Main functionality. Graphs statistics into pdf or onto screen (with `--interactive``).

```shell
# Basic PDF generation
fpdataviewer plot -i examples/ML_AB -o overview.pdf

# Interactive plots
fpdataviewer plot -i examples/ML_AB --interactive

# Specify custom config
fpdataviewer plot -i examples/ML_AB --config mlab_viewer.json

# Skip radial distribution functions and image rendering, rasterize remaining graphs
fpdataviewer plot --rasterize --skip rdf img
```

<details>
<summary>Options</summary>

##### `--interactive`, `-x`
Save to a PDF file (`pdf`, default), show interactive plots (`plt`), or only print to console (`none`).

##### `--config <file>`, `-c`
See [Config file](#config-file).

##### `--skip <rdf/desc/img>`, `-s`
Skip calculations for radial distribution functions (`rdf`), descriptors (`desc`), or image rendering (`img`). Multiple can be selected. Useful when only certain statistics are needed.

##### `--strict`, `-t`
Validates the input file. 
Some formats (like VASP's ML_AB) contain redundant or possibly self-contradictory information that can cause parsers to fail unpredictably. 
This option will check the input file against specifications to minimize these errors and help the user repair the broken file.

##### `--rasterize`, `-r`
Disables vector image format for plots and uses raster images. This can greatly reduce file size when many descriptors are being drawn. Simply feeds `rasterize=True` to matplotlib.

</details>

### fpdataviewer inspect

Summarized file contents to console, no analysis. Recommened to use before plotting large files.

```shell
fpdataviewer inspect -i examples/ML_AB
```

<details>
<summary>Options</summary>

##### `--strict`, `-t`
Validates the input file. See `fpdataviewer validate`.

</details>

### fpdataviewer convert

Converts between file types using ASE. Useful for reading ML_AB files, otherwise recommended to use ASE CLI directly instead.

```shell
# Convert first structure in ML_AB file to a POSCAR file
fpdataviewer convert -i examples/ML_AB -o examples/POSCAR -f vasp-mlab -t vasp -x 0
```

<details>
<summary>Options</summary>

##### `--from`, `-f`
Source format; see [ASE documentation](https://wiki.fysik.dtu.dk/ase/ase/io/io.html) for options. Use `vasp-mlab` for ML_AB format.

##### `--to`, `-t`
Target format; see [ASE documentation](https://wiki.fysik.dtu.dk/ase/ase/io/io.html) for options.

##### `--index`, `-x`
Selects range of structures from source, in Python slice format (e.g. `0` for the first structure, `-1` for the last, `:4` for the first four, etc.).

##### `--append`, `-a`
Appends to end of the target file instead of overwriting.

</details>

### fpdataviewer validate

Validates the input file and reports problems. 
Some formats (like VASP's ML_AB) contain redundant or possibly self-contradictory information that can cause parsers to fail unpredictably. 
This option will check the input file against specifications to minimize these errors and help the user repair the broken file.

```shell
fpdataviewer validate -i examples/ML_AB
```

## Config file

Specifying a custom config will override settings from the default, which is located in [config.py](fpdataviewer/cli/config.py).

```json
{
  "global": {
    "bins": 100
  },
  "rdf": {
    "bins": 1000,
    "structures": 1.0,
    "r_min": 0.0,
    "r_max": "auto",
    "skip_pairs": []
  },
  "descriptors": {
    "structures": 1.0,
    "soap": {
      "r_cut": "auto",
      "n_max": 8,
      "l_max": 8
    }
  },
  "rendering": {
    "width": 1024,
    "height": 1024
  }
}
```

Most settings are self-explanatory, but more specifically:

- `"descriptors"`
  - See DScribe [documentation](https://singroup.github.io/dscribe/latest/doc/dscribe.descriptors.html).
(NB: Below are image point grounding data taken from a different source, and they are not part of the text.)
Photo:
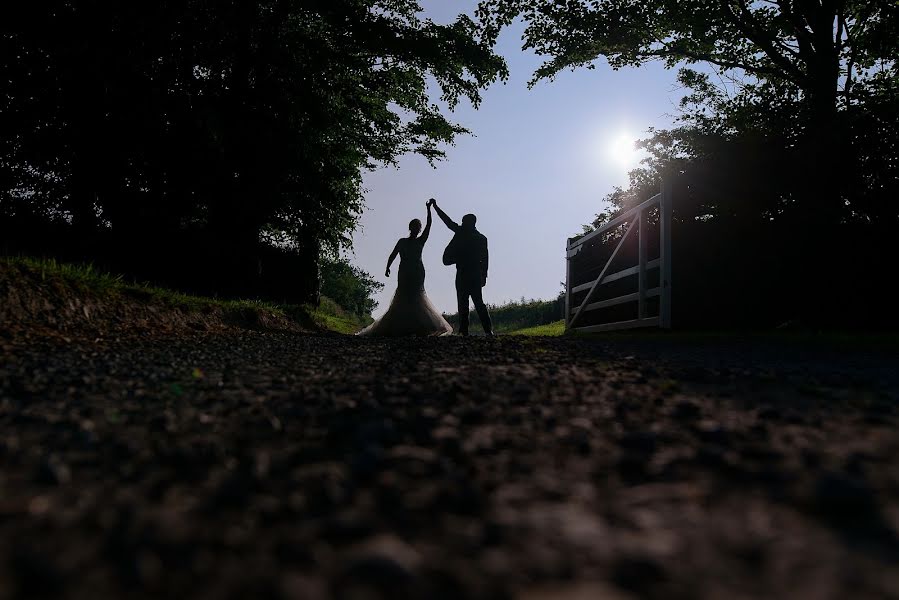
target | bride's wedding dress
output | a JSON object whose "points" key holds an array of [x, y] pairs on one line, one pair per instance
{"points": [[410, 312]]}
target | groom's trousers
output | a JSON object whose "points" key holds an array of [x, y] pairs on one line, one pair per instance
{"points": [[469, 286]]}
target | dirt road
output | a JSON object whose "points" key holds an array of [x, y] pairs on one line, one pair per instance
{"points": [[290, 466]]}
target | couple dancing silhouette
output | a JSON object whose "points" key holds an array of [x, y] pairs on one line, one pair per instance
{"points": [[411, 312]]}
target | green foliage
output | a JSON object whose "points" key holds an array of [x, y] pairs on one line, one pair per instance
{"points": [[328, 315], [517, 315], [554, 329], [237, 119], [813, 84], [349, 286]]}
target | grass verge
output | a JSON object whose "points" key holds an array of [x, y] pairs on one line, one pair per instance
{"points": [[549, 330], [63, 280]]}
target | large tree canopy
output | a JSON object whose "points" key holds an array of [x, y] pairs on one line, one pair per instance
{"points": [[818, 78], [240, 118]]}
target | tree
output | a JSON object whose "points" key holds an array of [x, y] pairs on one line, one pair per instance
{"points": [[804, 63], [239, 119]]}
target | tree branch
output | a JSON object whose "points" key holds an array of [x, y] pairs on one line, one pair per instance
{"points": [[765, 43]]}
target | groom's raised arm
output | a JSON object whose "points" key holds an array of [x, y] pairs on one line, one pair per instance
{"points": [[445, 218]]}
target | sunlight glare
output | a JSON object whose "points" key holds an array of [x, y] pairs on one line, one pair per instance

The inner content is fed to the respective (local) descriptor object. It should specify one of
    - `"soap"`
    - `"acsf"`
    - `"lmbtr"`
- `"rdf"`
  - `"skip_pairs"` is an array of values `"<atom 1>-<atom 2>"` (e.g. `"Bi-O"`). Usually RDF calculations are fast enough for this to be unnecessary.
- Anywhere
  - `"structures"` specify the number of structures to be included in some calculation, chosen at random. It should specify
    - `0.0 < x < 1.0` for a portion
    - `x > 1` for a specific number
  - `"auto"` will be replaced with the maximum possible radius such that radii never overlap in a periodic structure (the `non periodic distance` in the overview panel).